No último sábado, 9 de agosto, o Auditório da Universidade Regional Integrada do Alto Uruguai e das Missões (URI) Câmpus de Santiago foi palco de um momento histórico para o município: a realização da Conferência Livre de Políticas para Mulheres – Mulheres Santiaguenses na Resistência, promovida em parceria entre a Universidade e os Coletivos de Mulheres de Santiago: Coletivo Sobre Elas, Grupo Mulheres do Brasil – Núcleo Santiago e UBM Santiago.
O encontro reuniu mulheres de diferentes trajetórias e setores da sociedade civil, que compartilharam experiências, discutiram desafios e propuseram caminhos para o fortalecimento de políticas públicas voltadas à igualdade de gênero. Assim como as conferências municipais, as Conferências Livres são etapas preparatórias para a 5ª Conferência Nacional de Políticas para as Mulheres (CNPM), garantindo que as demandas locais cheguem às esferas estadual e nacional.
A programação foi aberta com o momento cultural do Coral Cantar é Viver, da URI Santiago, seguido pela apresentação do tema e objetivos do encontro.

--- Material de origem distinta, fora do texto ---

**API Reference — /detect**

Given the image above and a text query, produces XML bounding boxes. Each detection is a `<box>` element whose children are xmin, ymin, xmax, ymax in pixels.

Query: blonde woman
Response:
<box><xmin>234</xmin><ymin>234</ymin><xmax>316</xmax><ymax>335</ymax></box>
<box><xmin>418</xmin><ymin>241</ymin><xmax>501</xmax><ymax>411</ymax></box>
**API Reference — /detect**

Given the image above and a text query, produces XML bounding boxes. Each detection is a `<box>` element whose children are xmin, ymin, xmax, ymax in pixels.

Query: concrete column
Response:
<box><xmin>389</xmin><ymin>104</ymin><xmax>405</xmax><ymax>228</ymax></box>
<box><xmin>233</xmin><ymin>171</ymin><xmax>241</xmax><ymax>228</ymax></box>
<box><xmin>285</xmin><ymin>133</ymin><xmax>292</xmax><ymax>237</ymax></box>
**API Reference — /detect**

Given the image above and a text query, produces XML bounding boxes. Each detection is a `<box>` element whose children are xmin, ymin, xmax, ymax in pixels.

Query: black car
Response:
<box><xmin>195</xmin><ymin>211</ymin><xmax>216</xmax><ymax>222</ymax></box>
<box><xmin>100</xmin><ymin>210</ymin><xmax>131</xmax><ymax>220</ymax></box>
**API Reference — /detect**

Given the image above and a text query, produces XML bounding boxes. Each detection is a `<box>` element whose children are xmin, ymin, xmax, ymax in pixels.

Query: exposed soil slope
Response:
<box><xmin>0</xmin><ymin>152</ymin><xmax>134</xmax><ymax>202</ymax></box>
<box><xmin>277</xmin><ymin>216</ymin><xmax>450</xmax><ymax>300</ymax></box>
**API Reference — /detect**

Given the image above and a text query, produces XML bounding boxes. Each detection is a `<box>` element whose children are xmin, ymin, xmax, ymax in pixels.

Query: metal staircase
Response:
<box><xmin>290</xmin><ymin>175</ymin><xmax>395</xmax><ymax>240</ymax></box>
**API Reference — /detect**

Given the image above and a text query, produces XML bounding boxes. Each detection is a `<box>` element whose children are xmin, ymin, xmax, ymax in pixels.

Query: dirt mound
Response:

O painel principal contou com falas de destaque, abordando diferentes eixos temáticos:
Rosangela Montagner – Enfrentamento a Todos os Tipos de Violência Contra as Mulheres
Cátia Cristina Velasco – Luta contra a opressão de mulheres pretas no mercado de trabalho
Lohana Valentini e Vitória Boff Damian – Diversidade e Inclusão: Combate às Discriminações
Eva Maristane Rodrigues Muller – Participação Política e Fortalecimento Institucional
Gisele Kolinski Ribeiro – Saúde Integral, Mortalidade Materna e Direitos Sexuais e Reprodutivos
Eliane Doraide Gavioli Anibele – Desenvolvimento Sustentável e Direito à Terra e Moradia
Andriéli Cardoso – Autonomia Econômica e Igualdade no Mundo do Trabalho
O evento também contou com a presença das conselheiras estaduais dos Direitos da Mulher, Denise Argemi, Elizabeth Valdez e Josieli Miorim, reforçando a importância da escuta ativa e do diálogo plural para a construção de políticas públicas eficazes.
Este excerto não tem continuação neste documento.